International artists raise money for the homeless with scrapped bus panels 

Internationally renowned urban artists have painted scrap bus panels to raise money for homeless and underprivileged people across London.

One of the artworks. Artis: Zhu Chen-Wei

Artists from around the world have joined forces to raise money for London’s homeless and vulnerable by opening an exhibition of artworks on bus panels. 

Social enterprise 4BYSIX, an “art for good” community interest company, has curated the exhibition of new works in central London over the weekend of April 1 and 2. The pieces will be sold at an auction to raise money for the organisation’s ongoing projects helping people experiencing homelessness and underprivileged people across the capital, with sale price varying from £500 to £15,000 a piece.  

Milo Philips, one of the founders said: “We wanted to get involved and help people…we wanted to collaborate with artists and make sure everyone benefits from the project.” 

The exhibition features 26 internationally renowned artists including Richie Culver, Eva Beresin, Lil Kool and Yu Nagaba. 4BYSIX personally reclaimed panels and parts from “bus graveyards” and gave the artists creative autonomy,. gaining responses in a range of assorted styles from portrait and impressionist to etched and minimal.  

Reclaimed panels to be used as canvas’ for artists.
A “bus graveyard” where 4BYSIX salvaged panels.

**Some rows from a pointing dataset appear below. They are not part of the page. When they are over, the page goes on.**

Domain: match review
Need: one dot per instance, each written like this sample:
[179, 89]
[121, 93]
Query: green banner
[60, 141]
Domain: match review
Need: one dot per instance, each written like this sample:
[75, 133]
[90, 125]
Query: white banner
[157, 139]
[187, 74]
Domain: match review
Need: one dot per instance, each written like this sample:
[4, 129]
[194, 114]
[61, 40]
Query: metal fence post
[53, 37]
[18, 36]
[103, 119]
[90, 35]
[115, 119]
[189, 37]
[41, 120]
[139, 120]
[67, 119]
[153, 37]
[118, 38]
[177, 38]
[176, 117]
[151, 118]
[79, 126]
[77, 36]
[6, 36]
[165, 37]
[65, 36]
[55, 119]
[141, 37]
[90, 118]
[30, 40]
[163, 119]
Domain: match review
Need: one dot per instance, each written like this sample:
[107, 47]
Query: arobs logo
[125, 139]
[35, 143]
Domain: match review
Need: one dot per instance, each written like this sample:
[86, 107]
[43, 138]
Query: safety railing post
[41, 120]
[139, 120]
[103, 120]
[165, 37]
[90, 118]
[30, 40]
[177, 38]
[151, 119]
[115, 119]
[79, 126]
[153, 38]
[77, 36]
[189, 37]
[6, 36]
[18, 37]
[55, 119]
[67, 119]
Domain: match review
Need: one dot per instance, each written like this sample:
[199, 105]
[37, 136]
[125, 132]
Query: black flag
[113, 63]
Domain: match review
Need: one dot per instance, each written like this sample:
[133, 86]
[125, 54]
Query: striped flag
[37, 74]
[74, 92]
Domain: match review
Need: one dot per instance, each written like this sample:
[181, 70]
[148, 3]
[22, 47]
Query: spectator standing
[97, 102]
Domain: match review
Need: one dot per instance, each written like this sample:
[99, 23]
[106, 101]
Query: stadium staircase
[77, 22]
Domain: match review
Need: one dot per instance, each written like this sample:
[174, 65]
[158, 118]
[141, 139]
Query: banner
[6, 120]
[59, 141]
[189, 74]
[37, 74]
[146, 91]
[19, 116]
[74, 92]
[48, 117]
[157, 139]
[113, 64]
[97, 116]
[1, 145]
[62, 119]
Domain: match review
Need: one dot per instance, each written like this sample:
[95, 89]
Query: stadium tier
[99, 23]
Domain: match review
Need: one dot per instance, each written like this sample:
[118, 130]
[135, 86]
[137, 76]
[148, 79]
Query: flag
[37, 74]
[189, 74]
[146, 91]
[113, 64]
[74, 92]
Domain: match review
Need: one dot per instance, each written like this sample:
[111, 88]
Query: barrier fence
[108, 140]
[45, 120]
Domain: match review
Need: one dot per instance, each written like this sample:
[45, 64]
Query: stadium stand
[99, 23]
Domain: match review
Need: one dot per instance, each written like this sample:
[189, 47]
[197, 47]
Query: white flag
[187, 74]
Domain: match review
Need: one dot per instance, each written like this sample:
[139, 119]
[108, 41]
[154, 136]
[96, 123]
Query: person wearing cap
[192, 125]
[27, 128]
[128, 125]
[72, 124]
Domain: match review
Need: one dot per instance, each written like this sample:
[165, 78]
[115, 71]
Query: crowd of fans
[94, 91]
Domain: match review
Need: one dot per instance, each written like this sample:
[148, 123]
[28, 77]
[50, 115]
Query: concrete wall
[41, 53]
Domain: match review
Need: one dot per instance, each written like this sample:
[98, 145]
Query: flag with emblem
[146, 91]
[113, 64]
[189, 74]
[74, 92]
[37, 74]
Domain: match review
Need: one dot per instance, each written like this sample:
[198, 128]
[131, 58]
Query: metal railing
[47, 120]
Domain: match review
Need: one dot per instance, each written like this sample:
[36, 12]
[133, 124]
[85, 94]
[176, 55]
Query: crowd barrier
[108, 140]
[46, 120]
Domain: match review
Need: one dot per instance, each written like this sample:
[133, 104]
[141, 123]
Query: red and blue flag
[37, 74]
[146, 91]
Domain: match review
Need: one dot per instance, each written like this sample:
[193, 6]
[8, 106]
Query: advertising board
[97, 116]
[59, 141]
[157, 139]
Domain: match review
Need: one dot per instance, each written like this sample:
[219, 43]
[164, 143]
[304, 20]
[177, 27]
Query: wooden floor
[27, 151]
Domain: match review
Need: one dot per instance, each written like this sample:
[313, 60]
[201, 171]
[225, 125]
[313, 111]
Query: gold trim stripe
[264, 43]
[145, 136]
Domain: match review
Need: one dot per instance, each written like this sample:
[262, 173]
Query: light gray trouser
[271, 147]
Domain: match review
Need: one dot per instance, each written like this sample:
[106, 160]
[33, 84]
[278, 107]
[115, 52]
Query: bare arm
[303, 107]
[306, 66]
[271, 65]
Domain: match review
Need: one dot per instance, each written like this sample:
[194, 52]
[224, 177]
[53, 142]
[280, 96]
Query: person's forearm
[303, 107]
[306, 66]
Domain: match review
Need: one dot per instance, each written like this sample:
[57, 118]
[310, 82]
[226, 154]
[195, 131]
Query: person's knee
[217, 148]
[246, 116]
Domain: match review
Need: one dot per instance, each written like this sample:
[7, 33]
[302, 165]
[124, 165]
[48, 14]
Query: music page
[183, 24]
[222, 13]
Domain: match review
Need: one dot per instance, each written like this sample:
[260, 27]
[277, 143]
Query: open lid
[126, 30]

Phillips told The Big Issue: “It started off with very random bus parts like mirrors, and windscreens but then we realised that thin aluminium cut into panels is the best canvas, so we’ve stuck with it ever since.” 
 
The auction of the works ends on April 7, and proceeds will be donated to 4BYSIX’s ongoing charitable initiatives such as 4BYSIX FC, a football club for young people from disadvantaged backgrounds, initiating a handout of sleeping bags, knitted hats and gloves and 4BYSIX Pizza Kitchens which deliver pizzas to deprived people. 

The founders of 4BYSIX: Milo Phillips and Alex Dawber.

4BYSIX handouts, donating essential items such as sleeping bags, knitted hats and clothing, and 4BYSIX Pizza Kitchens in London). The founders expressed a keen interest in expanding their projects with an aim to one day open a hostel.  

“We were designing a lot of products like T-shirts, and then we spoke about sleeping bags very briefly and then we made a project happen where it was going to pay for 500 sleeping bags for homeless people. We did that and then we got a feel for it, and thought ‘how can we take this to the next level and help more people?’ 

Dawber and Philips said the name was inspired by the ‘4’ standing for ‘for everyone involved’ and the ‘six’ to refer to the six degrees of separation to emphasise how we are all connected. 

The exhibition is called BREAK IN EMERGENCY 3 and are opening their doors on 1-2 April on 125 Bond Street, London.